The cannabis market’s rise brings with it both new challaneges, especially around green methods for production, such as cannabinoid leaching recovery processes.
Sustainable and effective extraction techniques are necessary to satisfy customer demands while reducing environmental impact as the demand for cannabinoid-based goods keeps increasing. The pH-controlled aqueous leaching method is a promising and ecologically friendly extraction technique that has advantages over traditional organic solvent extraction procedures.
Cannabinoid extraction methods
The traditional method for extracting cannabinoids from Cannabis sativa flowers is organic solvent extraction. However, due to its drawbacks, which include low selectivity and environmental issues, it is less suited for large-scale, sustainable production.
Greener solvents like methanol and ethanol have gained popularity recently. However they still have drawbacks, such as flammability, which limits their scaling up abilities. Although other-techniques like supercritical fluids, deep eutectic solvents, and ionic liquids have shown promise, their general adoption can be hard because of large capital costs and technical difficulties.

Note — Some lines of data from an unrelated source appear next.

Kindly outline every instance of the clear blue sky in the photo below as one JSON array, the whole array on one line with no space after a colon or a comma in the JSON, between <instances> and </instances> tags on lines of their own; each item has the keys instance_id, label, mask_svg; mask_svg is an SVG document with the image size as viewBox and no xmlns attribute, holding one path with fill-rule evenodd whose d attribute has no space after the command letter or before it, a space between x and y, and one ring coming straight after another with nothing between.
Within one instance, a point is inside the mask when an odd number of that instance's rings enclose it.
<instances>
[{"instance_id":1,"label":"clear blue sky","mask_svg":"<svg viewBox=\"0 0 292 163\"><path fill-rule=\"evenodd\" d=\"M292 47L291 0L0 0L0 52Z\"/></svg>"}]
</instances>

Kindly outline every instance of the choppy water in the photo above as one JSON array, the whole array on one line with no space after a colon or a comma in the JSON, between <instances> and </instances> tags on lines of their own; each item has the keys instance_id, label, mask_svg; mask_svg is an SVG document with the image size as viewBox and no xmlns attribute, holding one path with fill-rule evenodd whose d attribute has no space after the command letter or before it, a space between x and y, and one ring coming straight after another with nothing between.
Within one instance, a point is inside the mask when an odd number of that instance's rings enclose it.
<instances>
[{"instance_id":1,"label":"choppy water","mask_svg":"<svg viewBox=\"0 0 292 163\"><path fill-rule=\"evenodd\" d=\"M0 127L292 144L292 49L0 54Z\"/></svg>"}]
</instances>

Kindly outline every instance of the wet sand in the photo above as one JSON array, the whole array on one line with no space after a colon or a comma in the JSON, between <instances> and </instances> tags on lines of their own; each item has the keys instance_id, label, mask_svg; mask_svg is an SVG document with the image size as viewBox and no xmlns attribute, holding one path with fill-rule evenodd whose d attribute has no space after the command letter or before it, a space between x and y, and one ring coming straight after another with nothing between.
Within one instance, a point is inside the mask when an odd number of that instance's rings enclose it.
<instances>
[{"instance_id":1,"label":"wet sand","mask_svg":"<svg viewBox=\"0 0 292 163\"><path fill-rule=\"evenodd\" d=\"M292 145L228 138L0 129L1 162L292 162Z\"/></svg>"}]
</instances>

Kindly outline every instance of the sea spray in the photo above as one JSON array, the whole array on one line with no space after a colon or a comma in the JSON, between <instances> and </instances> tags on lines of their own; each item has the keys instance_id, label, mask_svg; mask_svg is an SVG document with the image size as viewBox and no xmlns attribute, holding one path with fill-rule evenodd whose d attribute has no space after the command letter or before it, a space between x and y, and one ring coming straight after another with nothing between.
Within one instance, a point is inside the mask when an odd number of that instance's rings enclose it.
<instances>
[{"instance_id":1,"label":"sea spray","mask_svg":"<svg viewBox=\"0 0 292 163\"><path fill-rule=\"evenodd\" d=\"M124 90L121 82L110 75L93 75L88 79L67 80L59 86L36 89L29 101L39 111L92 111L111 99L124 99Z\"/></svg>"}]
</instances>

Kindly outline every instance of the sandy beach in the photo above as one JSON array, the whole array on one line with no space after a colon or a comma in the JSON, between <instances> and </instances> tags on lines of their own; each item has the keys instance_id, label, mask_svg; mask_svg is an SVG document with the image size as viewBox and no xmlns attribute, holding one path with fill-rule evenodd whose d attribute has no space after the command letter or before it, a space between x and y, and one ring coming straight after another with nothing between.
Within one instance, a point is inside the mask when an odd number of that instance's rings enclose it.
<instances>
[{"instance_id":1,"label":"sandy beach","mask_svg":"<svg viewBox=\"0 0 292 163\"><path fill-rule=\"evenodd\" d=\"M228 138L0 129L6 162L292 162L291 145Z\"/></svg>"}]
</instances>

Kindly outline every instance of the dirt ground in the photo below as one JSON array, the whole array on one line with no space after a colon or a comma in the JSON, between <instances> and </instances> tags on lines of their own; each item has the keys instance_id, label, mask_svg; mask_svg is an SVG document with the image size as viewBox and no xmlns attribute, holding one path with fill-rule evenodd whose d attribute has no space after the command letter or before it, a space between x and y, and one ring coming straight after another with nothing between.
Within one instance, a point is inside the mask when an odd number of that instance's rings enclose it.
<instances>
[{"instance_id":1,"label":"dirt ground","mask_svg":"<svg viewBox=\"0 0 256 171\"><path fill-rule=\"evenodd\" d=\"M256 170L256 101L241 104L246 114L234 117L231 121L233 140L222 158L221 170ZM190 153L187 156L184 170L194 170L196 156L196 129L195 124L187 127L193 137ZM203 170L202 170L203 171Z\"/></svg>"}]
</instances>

Leaching methods: liquid-liquid extraction
But now we’ll talk about liquid-liquid extraction (LLE), a different strategy that has attracted interest in the cannabis market. LLE uses an aqueous solution as the leaching solvent, because there is no need for solvent evaporation. This option has a number of advantages including simplicity, lower investment costs and energy consumption. Moreover, it is sustainable due to the use of low-volatility and recyclable organic solvents. LLE is a viable alternative for large-scale cannabis manufacturing because of its track record in other sectors, such as the opium industry.
Despite LLE’s potential, the trick is to make the process of leaching of cannabis tissues as efficient as possible. Due to the limited solubility of cannabinoids in water, researchers have added tiny organic molecules to the aqueous phase to increase solubility. These modifiers, however, frequently call for large concentrations, raising security issues.
Recent research has looked at the potential to increase solubility by using solutions with high pH to extract cannabinoids from hemp. Systematic research is nonetheless insufficient, particularly for fresh plant tissues and high-THC cultivars.
Recent studies in this area aim to create an organic solvent-free, pH-controlled green leaching method for recovering cannabinoids from cannabis tissues. The study examined a variety of cannabis chemotypes and sources. It included fresh, dry, and decarboxylated cannabis, as well as high-THC and high-CBD cultivars. The researchers assessed the effectiveness of cannabis leaching and the stability of cannabinoids in leached solutions. They also looked at the impacts of leaching pH and solid/liquid ratios.
Can LLC be useful?
The results were promising. The study showed that at pH levels of 12 and above, all main cannabinoids, especially the acidic versions, may be successfully leached into aqueous solutions. This alkaline leaching technique exceeded methanol leaching in terms of performance. This indicates that methanol might take the place of flammable solvents and provide a more environmentally acceptable alternative.
Furthermore, the time-consuming drying stage might be avoided by directly leaching fresh cannabis with alkaline solutions.
However, the alkaline leaching method at pH 13,5 demonstrated slightly poorer efficiency for high-THC decarboxylated cannabis. It was yielding only 11–50% of the amount produced through methanol leaching at the same solid/liquid ratios. This gap may be explained by the neutral cannabinoids’ weaker acidity. It makes them more difficult to dissociate in alkaline solutions than their acidic equivalents.
Thus, leaching efficiency for high-THC cannabis can be improved by adjusting variables like solid/liquid ratios and avoiding high-temperature treatment before the leaching step.
Studies on the leached solutions’ stability were also done. In alcohol- and pH-12,5-leached solutions, THCA and THC demonstrated stability, with very slight concentration decreases seen with time. However, CBDA degraded more quickly in solutions with a pH leaching effect of 12,5. The leached solution could be processed quickly in successive LLE stages, the storage temperature could be lowered, or the leached solution’s pH could be changed to neutral or acidic conditions.
Green processing methods for cannabis and cannabinoid
In order to enrich and recover high-purity cannabis from aqueous leached solutions, a whole LLE method might be developed with the success of this work as a good starting point. The one goal of future research is to find substances present in the fractions that contain cannabinoids. Another aim is to optimise precipitation conditions to maximise efficiency and minimise losses.
The cannabis sector can both increase its sustainability and meet the demand for cannabinoid-based goods. Improving the leaching strategy is one of the options to do it. Organisations, such as EIHA promote hemp as a sustainable source. What is more, hemp presents a potential to be an alternative crop in some countries dealing with climate changes. Thus, any processing improvements will be necessary to stay on a good track in the cannabis market.